身長が高く、モデル並みに綺麗な女の人が海里くんに話しながら、私を見てきた。

この人、何者?

「はい。初めまして。工藤和歌と申します」

私は笑顔を取り繕って、目の前にいる女の人に挨拶した。
女の人は、あらあらと言いながら、私に挨拶してきた。

「私は海里の母の徹子(てつこ)です。よろしくね」

母親ー! 
いや、若すぎない。
顔を見ても、皺は少ししかなく、スベスベな肌に目を奪われる。

「そういうことだから、芹沢くん。よろしくね」

海里くんの母親はヒラヒラと手を振って、どこかへ出かけた。海里くんは母親の後ろ姿を見てから、芹沢に向きを変える。

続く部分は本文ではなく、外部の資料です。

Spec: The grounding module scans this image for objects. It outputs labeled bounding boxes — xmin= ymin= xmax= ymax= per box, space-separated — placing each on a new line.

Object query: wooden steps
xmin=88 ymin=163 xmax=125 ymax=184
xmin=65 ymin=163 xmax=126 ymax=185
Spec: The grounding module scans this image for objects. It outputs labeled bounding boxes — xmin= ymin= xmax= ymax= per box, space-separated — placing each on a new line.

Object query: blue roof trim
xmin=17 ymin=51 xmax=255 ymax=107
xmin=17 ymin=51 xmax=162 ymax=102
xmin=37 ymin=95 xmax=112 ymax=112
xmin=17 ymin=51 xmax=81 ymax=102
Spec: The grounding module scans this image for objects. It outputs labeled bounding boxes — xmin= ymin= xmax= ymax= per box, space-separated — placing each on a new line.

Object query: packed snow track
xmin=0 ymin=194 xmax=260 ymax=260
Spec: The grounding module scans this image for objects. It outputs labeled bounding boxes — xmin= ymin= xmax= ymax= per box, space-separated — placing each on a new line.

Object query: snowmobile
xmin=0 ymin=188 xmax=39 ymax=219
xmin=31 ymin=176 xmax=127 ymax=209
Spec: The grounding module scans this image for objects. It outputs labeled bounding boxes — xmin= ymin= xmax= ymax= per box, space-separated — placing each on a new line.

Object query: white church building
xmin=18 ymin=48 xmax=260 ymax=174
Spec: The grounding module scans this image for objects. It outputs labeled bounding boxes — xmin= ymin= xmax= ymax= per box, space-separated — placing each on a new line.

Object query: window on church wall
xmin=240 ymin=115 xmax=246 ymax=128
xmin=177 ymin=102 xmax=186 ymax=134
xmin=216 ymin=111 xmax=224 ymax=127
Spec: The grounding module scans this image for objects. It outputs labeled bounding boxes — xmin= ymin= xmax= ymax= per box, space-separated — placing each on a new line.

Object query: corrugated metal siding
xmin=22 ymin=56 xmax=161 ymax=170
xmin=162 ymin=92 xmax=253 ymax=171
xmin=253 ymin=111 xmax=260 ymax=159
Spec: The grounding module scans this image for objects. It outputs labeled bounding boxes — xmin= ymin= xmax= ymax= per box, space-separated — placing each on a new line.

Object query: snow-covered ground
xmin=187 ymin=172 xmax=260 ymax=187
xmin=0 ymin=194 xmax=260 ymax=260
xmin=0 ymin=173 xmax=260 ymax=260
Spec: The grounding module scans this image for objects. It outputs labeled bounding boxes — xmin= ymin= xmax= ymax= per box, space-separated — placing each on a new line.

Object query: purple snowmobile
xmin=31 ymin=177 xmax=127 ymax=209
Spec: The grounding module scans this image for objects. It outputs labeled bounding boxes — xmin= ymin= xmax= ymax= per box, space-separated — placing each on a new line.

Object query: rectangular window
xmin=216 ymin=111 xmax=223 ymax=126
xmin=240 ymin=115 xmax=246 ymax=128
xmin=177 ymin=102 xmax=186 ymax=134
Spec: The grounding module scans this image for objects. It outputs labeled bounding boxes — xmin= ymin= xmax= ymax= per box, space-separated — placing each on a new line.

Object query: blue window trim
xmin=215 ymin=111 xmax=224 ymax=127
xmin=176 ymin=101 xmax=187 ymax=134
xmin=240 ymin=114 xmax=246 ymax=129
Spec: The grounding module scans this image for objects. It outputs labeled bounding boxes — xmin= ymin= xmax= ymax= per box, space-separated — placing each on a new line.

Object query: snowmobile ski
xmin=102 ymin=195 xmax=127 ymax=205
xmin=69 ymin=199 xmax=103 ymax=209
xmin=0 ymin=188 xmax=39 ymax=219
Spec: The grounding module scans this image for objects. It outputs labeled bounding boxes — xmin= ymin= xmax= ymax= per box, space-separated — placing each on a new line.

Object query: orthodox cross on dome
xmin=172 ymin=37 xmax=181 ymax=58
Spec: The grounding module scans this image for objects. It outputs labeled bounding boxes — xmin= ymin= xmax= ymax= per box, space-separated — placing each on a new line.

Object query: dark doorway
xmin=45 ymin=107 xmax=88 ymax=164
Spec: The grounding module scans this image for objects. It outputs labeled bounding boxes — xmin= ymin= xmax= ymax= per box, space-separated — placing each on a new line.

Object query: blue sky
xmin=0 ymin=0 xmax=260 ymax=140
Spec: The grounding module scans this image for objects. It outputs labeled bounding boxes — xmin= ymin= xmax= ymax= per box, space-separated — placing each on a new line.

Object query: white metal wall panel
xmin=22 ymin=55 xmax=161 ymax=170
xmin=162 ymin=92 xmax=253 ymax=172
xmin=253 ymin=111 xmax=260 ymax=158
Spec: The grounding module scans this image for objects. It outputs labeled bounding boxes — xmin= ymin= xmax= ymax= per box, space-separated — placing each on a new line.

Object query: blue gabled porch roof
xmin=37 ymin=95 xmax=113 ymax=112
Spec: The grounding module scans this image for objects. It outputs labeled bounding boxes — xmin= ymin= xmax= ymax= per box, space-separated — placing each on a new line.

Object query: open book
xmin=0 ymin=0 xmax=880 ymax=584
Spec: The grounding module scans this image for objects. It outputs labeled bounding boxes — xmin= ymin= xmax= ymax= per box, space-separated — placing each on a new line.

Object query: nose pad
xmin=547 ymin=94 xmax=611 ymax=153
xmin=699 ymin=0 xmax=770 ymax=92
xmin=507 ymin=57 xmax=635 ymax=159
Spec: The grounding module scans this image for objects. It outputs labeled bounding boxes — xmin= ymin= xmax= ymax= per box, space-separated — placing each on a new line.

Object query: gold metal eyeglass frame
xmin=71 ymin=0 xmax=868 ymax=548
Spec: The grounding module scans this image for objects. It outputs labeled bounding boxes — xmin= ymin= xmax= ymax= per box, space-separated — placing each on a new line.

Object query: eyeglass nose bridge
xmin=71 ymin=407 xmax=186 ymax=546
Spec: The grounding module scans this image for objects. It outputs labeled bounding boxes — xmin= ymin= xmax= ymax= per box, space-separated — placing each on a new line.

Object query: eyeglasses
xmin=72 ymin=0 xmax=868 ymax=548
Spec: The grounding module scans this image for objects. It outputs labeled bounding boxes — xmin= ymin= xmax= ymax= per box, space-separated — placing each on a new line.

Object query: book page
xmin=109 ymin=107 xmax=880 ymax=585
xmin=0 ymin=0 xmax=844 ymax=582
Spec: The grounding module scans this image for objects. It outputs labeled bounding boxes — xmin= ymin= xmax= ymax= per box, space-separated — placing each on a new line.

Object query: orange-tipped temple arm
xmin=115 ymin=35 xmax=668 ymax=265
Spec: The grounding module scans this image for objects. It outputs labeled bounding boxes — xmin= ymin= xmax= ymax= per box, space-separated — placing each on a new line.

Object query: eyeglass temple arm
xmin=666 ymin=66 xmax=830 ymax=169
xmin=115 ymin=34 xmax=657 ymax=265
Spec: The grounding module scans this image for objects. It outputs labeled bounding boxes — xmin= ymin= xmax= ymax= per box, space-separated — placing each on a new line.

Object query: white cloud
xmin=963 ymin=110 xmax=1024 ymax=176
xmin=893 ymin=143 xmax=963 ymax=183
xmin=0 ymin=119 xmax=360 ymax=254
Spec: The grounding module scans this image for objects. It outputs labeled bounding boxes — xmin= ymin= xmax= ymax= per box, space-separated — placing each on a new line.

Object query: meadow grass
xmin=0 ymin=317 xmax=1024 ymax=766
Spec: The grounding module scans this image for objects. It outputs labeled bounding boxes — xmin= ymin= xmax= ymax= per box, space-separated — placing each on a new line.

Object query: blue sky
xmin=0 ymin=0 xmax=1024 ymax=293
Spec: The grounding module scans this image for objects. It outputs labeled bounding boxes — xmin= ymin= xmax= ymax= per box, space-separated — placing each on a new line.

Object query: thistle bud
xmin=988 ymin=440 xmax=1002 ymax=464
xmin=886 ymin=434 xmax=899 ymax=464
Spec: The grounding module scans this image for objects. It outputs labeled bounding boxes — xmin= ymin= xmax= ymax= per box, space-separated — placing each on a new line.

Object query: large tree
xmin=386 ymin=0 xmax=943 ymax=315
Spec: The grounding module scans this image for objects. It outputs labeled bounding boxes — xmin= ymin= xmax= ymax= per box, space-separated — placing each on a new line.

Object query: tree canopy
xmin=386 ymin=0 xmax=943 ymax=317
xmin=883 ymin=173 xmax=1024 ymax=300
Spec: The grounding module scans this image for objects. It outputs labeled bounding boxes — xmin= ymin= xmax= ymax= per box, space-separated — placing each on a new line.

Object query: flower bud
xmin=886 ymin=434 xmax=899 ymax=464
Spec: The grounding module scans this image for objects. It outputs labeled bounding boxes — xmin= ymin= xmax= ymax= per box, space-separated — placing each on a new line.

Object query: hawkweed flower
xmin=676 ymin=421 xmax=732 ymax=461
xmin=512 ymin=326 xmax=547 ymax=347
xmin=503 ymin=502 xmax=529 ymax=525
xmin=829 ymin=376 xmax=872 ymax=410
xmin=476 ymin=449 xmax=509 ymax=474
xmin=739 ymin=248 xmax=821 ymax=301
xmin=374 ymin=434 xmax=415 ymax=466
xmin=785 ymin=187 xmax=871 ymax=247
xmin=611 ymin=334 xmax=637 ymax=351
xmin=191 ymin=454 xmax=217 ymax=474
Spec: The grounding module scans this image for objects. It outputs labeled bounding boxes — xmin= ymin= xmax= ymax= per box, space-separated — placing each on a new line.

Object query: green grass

「だから、和歌さんは今日から新しいバイトさんなので、暁が和歌さんに教えて。それじゃあ、僕はこれで。何があったら、呼んでね」

海里くんはさっさと軽い説明をしてから、早々と上にある部屋に入っていた。
私と芹沢がポツンと残された。

芹沢は、はあーと溜息をつきながら、私の方を向いた。

「……はあ。こうなったからにはやるしかない。おい、まずはこれ着ろ」

芹沢はキッチンに置いてあった黒エプロンをとって、私の所へ来た。

「……はい」 

私は何も反論できず、ただ返事をした。
芹沢から受け取ったすぐ黒エプロンを着て、芹沢に言う。

「あのさ、着たんだけど」

「ああ、じゃあ、これやっておいて」

芹沢は海喫茶店のメニュー表を渡してきた。